To show that it is totally bounded, let $\epsilon\gt 0$. Let $m\gt 0$ be such that $\frac{1}{m}\lt\epsilon$. Now, there are only $n^m$ possible finite sequences of length $m$ with values in $\{1,2,\ldots,n\}$. For each such sequence $s$, let $\mathcal{O}_s$ consist of all elements of $X$ that agree with $s$ in the first $m$ points. The set is open, since for every $(x_n)\in \mathcal{O}_s$, any sequence within $\frac{1}{m}$ of $(x_n)$ must agree with $x_n$ on the first $m$ terms, and hence have $s$ as its initial term. Moreover, the distance between any two elements of the set is less than $\epsilon$, so the radius of $\mathcal{O}_s$ is less than $\epsilon$. Since $X$ is the union of the $\mathcal{O}_s$, we see that $X$ is totally bounded.

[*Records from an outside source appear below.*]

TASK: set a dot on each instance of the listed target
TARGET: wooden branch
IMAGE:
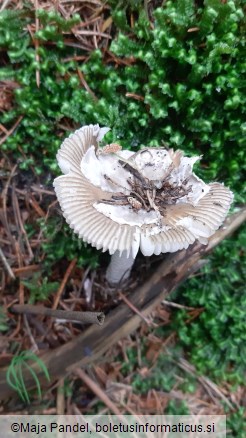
(69, 315)
(120, 322)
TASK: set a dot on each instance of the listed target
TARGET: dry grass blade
(120, 322)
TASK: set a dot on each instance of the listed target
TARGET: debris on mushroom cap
(149, 200)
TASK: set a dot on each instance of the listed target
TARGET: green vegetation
(3, 321)
(173, 75)
(216, 340)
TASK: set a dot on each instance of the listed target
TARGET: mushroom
(122, 201)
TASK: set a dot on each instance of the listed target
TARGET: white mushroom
(122, 201)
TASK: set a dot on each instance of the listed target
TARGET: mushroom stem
(119, 268)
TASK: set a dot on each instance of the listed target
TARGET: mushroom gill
(122, 201)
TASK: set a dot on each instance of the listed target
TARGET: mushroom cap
(101, 205)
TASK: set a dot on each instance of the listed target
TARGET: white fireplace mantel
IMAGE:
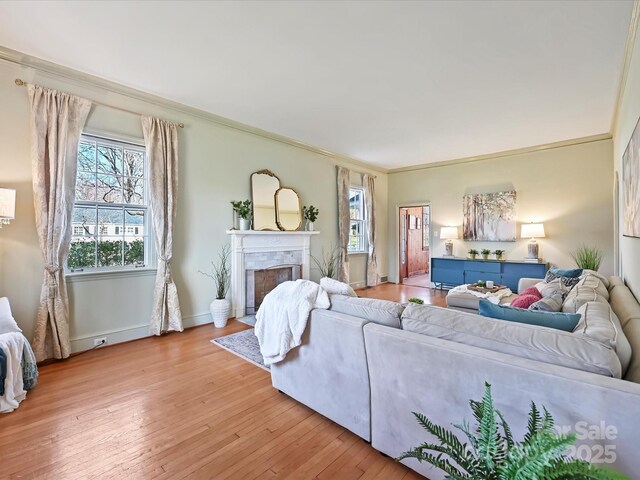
(246, 242)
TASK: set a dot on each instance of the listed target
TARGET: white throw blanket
(282, 317)
(14, 392)
(492, 297)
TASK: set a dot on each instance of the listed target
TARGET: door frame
(425, 203)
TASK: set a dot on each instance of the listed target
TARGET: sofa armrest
(525, 283)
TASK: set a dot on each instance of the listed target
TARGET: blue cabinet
(456, 271)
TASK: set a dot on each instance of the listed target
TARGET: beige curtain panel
(344, 222)
(161, 141)
(57, 119)
(370, 215)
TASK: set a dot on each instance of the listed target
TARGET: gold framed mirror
(264, 185)
(288, 209)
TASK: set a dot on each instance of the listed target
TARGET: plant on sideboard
(587, 258)
(221, 276)
(310, 214)
(243, 210)
(494, 454)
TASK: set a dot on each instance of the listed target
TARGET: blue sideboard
(454, 271)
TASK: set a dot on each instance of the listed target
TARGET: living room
(428, 102)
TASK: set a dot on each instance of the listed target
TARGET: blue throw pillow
(557, 320)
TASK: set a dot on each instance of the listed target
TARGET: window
(110, 215)
(358, 231)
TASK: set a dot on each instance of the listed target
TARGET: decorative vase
(245, 223)
(220, 309)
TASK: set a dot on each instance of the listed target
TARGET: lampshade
(448, 233)
(7, 204)
(532, 230)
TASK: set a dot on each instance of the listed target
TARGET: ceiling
(390, 83)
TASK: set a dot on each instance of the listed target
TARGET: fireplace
(274, 256)
(262, 281)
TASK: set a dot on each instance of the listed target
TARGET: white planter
(220, 312)
(245, 223)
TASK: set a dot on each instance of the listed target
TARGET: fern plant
(493, 454)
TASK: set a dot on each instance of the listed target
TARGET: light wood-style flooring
(179, 407)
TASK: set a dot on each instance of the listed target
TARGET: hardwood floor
(175, 407)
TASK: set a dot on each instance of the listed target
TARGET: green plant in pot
(221, 276)
(310, 214)
(588, 258)
(494, 454)
(243, 210)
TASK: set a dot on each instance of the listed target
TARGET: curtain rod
(22, 83)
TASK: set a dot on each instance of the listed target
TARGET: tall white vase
(220, 309)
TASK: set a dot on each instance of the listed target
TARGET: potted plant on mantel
(310, 214)
(221, 275)
(243, 210)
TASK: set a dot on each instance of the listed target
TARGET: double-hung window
(358, 228)
(110, 224)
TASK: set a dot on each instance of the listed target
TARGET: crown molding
(628, 55)
(82, 79)
(506, 153)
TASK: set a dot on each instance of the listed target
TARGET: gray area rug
(243, 344)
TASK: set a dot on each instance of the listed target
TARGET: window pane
(109, 189)
(87, 157)
(133, 190)
(134, 251)
(86, 187)
(109, 251)
(133, 163)
(84, 221)
(109, 160)
(82, 253)
(108, 219)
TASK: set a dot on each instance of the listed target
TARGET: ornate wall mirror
(288, 209)
(264, 185)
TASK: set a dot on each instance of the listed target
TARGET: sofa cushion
(527, 341)
(560, 321)
(374, 310)
(589, 289)
(599, 321)
(7, 322)
(332, 286)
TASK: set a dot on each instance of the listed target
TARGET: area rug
(243, 344)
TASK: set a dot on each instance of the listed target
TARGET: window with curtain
(358, 230)
(110, 214)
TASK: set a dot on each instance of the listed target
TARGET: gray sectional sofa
(368, 364)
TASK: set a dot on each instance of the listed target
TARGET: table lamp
(448, 234)
(7, 205)
(533, 231)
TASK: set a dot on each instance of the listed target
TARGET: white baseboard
(133, 332)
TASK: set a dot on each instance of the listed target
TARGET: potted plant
(493, 452)
(587, 258)
(310, 214)
(221, 275)
(243, 210)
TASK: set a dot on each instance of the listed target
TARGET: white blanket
(492, 297)
(14, 392)
(282, 317)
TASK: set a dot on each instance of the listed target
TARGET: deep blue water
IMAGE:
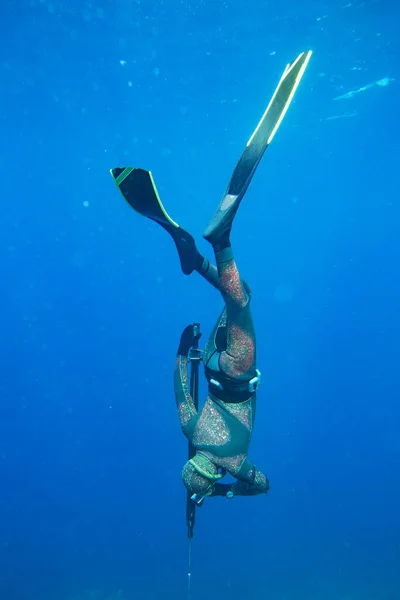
(93, 301)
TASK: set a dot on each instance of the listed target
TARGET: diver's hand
(189, 338)
(241, 488)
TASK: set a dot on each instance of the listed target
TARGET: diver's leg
(239, 359)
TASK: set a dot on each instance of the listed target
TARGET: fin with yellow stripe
(139, 190)
(256, 146)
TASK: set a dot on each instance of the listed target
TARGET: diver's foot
(190, 257)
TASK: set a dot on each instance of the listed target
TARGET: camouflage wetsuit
(221, 431)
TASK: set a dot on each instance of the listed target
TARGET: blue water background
(93, 301)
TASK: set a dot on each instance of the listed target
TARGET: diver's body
(221, 431)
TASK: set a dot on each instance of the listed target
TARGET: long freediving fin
(256, 146)
(138, 188)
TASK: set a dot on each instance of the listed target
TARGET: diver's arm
(184, 400)
(250, 481)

Now suppose that $(x_n)_m$ is a Cauchy sequence. Then for every $k\in\mathbb{N}$ there exists $M(k)\gt 0$ such that if $j,\ell\geq M(k)$, then $d((x_n)_i,(x_n)_j)\lt \frac{1}{k}$. That means that $(x_n)_i$ and $(x_n)_j$ agree in the first $k$ terms. Define the sequence $(y_n)$ by letting $y_k$ be the common $k$th term to all sequences with index greater than $M(k)$. Show that $(x_n)_m\to (y_n)$.
Thus, $X$ is compact.